And I got some new shoes; a pair of Mizuno Wave Precision 9's. This is exciting for two reasons:
- I've been interested in these shoes for a while, but was unaware they were even sold in New Zealand (in fact, on Friday I did some Internet searching to find the cheapest place overseas to buy them); and
- They were $99. Yes, that's right, $99. If I like them, I'll get a second pair.
They are essentially the same as my current shoes (Mizuno Wave Riders), but lighter and with a lower profile. I was keen to try them for this very reason - I love my Riders, but I'm not a big guy, and I'm keen to try lower profile shoes.
In my (fairly uneducated opinion), most modern running shoes are overbuilt, and most podiatrists are too keen to chuck people in orthotics (and pair them up with overbuilt shoes). I think that people should wear the shoe with the least level of support they need, and unless they are a big unit, shouldn't wear massive shoes with too much cushioning. The shoes most people wear disconnect them from the ground, weaken their lower leg muscles and their feet.
The podistraist I saw in Wellington (who works with most top runners/triathletes down there) is very much in the anti-orthotic camp. If people genuinely need them (for example, if they have trouble with plantar faciitis), fine, but he likes to analyse people's running style at the track (treadmills and the short 'tracks' they have at most running shoe shops do not give an accurate indication of someone's gait, and the pressure pads are useless unless you've had about two hours to practice running over them naturally). He then experiments with small wedges in various parts of the shoe until he works out what works, and he sticks with that. He also critiques your running style.
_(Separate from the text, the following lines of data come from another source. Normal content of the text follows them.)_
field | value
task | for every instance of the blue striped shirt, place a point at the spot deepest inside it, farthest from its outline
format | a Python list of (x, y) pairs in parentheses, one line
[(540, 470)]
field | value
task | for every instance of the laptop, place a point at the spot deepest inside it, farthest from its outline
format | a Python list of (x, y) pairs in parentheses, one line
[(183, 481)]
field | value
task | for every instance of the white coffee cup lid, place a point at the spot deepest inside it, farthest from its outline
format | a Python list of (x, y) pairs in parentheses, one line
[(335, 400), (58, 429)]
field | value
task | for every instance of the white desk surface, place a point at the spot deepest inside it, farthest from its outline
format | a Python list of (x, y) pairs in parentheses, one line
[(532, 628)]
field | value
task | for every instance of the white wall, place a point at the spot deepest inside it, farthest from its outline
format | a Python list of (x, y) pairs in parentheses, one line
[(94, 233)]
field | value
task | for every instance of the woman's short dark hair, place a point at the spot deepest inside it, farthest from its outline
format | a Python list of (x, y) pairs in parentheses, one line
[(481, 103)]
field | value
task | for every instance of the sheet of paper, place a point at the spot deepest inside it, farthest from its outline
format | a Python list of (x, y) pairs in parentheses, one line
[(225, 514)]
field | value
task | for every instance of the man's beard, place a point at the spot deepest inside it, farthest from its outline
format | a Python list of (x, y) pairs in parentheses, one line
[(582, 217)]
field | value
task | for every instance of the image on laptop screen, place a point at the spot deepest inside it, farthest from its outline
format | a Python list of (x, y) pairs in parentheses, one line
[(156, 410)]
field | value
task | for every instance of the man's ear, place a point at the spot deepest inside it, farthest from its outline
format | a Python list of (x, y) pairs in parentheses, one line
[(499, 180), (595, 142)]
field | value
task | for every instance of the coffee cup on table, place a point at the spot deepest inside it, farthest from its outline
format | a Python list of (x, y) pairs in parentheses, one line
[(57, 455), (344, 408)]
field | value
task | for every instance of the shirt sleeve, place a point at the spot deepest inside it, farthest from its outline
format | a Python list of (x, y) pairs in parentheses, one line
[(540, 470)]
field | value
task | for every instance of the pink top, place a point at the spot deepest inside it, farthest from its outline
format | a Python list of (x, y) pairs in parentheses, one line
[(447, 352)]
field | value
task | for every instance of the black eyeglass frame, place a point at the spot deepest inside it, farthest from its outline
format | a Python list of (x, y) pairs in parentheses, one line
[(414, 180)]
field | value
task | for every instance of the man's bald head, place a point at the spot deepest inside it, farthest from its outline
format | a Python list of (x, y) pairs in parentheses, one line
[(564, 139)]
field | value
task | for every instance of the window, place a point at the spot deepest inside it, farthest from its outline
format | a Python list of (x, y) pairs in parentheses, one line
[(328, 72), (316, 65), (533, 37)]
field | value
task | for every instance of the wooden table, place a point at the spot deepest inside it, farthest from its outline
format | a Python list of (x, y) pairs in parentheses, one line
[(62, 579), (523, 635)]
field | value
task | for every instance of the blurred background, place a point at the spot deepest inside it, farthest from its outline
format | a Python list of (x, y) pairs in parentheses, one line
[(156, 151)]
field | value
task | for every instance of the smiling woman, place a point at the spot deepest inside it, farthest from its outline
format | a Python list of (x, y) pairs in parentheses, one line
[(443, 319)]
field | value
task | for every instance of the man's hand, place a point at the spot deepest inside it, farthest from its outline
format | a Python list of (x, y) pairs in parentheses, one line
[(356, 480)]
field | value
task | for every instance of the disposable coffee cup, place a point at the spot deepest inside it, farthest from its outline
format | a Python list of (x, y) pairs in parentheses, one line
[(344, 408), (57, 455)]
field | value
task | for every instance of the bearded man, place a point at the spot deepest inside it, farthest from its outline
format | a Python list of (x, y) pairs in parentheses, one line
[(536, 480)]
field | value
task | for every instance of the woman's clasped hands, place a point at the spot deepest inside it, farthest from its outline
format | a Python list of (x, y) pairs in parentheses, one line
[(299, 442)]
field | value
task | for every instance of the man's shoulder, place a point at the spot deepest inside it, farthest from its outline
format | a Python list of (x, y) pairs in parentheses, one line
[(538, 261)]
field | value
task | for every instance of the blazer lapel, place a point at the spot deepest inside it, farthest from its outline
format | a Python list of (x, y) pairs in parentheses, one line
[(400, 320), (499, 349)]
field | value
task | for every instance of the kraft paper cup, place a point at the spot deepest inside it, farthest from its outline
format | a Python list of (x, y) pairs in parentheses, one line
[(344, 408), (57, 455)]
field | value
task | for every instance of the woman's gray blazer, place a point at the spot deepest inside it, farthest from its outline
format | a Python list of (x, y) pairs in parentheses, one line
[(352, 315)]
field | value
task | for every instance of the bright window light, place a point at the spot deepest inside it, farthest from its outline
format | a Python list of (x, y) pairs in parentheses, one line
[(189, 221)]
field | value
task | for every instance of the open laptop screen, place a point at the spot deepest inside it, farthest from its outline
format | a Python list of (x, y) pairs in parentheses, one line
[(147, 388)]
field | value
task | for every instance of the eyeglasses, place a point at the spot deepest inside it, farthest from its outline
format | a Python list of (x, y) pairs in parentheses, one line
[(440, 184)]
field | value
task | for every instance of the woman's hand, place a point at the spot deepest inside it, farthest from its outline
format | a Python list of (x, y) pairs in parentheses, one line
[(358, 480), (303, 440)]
He gets excellent results.
I used to overpronate, and wore the Brooks Adrenaline, which was a great shoe. But then I learned not to pronate (somehow; apparently I'm proprioceptive, unlike the majority of people, who are mechanical), and they started making me roll outwards (and, accordingly, I learned to underpronate...). So I started wearing neutral shoes, the Brooks Glycerin (at that stage the lightest neutral trainer Brooks had in the country). I hated them - they were overbuilt (for a neutral shoes) and had a massive great big crash pad, which encouraged me to run with an exaggerated heel strike, which is all bad. I then tried the Riders, which were slightly lighter and with a lower profile, and loved them.
The Precisions aren't a racing flat (although if I weighed 15 kg more or so they'd probably serve that purpose), but a 'performance trainer', so I think I'll be able to do most of my training in them. And because I'm still building my running up (and making a real effort to have a light foot strike), I should be able to adjust to them.
And they look hot/fast, which is not unimportant (not as hot as the bright yellow version I'd have bought from Australia, but red is fast, so they'll do).